The recent San Mateo decision from the California court of appeals illustrates how much mischief can be caused by any rule construing vague statutory terms to favor local power. California’s Housing Accountability Act bars local governments from rejecting housing developments that is consistent with “objective” zoning standards. Is consistency with the “character of a neighborhood” an objective standard? The trial court so held, thereby gutting the statute’s protection of housing supply. The Court of Appeals reversed (Chris Elmendorf has a great summary here) – but a super-strong localism canon would surely hold that the term “objective” is too vague to be an express preemption of localistic exclusion.
2. A strong localism canon, if limited to cases where local governments are trustworthy agents for extra-local interests, is too politically controversial for judges to use.

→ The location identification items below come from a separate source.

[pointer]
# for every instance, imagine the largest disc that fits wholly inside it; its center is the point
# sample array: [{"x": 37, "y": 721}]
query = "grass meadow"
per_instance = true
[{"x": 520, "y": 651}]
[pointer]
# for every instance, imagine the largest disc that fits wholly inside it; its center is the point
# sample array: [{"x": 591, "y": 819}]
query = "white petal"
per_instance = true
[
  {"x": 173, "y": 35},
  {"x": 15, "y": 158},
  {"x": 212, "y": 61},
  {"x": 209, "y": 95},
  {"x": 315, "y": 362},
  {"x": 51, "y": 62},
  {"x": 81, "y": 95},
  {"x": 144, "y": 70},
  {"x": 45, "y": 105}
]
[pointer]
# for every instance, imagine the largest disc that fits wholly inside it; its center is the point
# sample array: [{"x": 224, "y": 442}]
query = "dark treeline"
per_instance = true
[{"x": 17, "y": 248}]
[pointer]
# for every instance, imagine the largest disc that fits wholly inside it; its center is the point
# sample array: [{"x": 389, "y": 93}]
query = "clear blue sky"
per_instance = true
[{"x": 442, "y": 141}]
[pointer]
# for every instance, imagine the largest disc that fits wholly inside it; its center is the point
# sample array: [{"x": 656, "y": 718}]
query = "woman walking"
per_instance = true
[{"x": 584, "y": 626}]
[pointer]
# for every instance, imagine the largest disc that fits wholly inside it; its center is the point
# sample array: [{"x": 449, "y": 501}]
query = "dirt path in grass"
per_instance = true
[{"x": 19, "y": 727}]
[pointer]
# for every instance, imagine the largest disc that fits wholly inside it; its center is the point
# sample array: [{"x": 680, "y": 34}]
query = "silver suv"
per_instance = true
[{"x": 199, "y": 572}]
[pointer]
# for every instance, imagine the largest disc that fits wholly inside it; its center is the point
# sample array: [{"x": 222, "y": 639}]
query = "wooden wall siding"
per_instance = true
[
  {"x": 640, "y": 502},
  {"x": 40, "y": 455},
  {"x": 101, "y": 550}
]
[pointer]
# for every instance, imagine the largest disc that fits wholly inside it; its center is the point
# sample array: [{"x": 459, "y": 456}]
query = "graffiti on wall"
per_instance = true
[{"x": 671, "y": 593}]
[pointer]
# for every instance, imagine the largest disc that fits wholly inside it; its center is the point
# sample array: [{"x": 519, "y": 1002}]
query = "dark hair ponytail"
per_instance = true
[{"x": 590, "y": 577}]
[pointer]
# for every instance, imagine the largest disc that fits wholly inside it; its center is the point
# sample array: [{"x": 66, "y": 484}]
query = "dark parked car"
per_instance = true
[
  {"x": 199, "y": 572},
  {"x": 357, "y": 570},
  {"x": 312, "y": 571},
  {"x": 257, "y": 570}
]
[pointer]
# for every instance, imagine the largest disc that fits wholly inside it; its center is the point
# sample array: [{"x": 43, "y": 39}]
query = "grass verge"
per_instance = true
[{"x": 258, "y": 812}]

The NLC’s Home Rule Principles tout the benefits of side-stepping “the fraught task of speculating about the intentions and motivations of state legislators to determine if state law preempts the local law.” But (see Point 1 above) any simple, across-the-board presumption against preemption that would relieve courts of that “fraught task” would also cut too deep into state efforts to fix our current housing mess.
Paul Diller and Nestor Davidson have both provided important qualifications of the presumptions against preemption. These qualifications urge judges to suspend the presumption when the dangers of parochial, exclusionary, or otherwise undesirable local legislation are especially high. But these policy-laden tests limiting the presumption will likely be just as fraught as inquiring into a particular statute’s extra-textual purpose. At least the latter allows judges to pass the buck to the state legislature by characterizing the judicial decision as simply following the state legislature’s instructions.
This statute-specific inquiry seems to be the path taken by the Michigan supreme court: Finding no plain evidence that the Michigan legislature wanted to confer an absolute veto on the governor, the Court used the “liberal construction” canon as a tiebreaker to rule for Detroit. As Justice Welch pointed out in her concurrence, it would indeed be a little odd for a state legislature to give the governor an absolute and irreversible power to block a city from even asking its voters what they thought of a proposed charter change. (As it turned out, the voters this August soundly rejected the changes proposed by Detroit’s commission).
The Michigan Supreme Court could have reached this decision by employing a strong presumption that a local government’s internal decision-making processes should be controlled by local voters. (Nestor has a defense of this view on this blog). But any such presumption would expose the Court to the accusation that it was imposing it has own judicially tailored preferences on the state. Far easier, then, for the Court to frame its ruling as coming from the specifics of a particular statute.
For this reason, I suspect that most state courts will treat “liberal construction” provisions in their state constitutions as weak canons. Such canons would simply repeal Dillon’s Rule, instructing the judge to read statutes without any bias either for or against inferring that a local government was authorized to act. Given the risks posed by a strong presumption favoring local power, I am inclined to think that these judicial incentives are a good thing. Good or bad, such a view of these “liberal construction” canons has yet to be spelled out by state courts. There is, therefore, room here for legal scholars to nudge the courts one way or the other.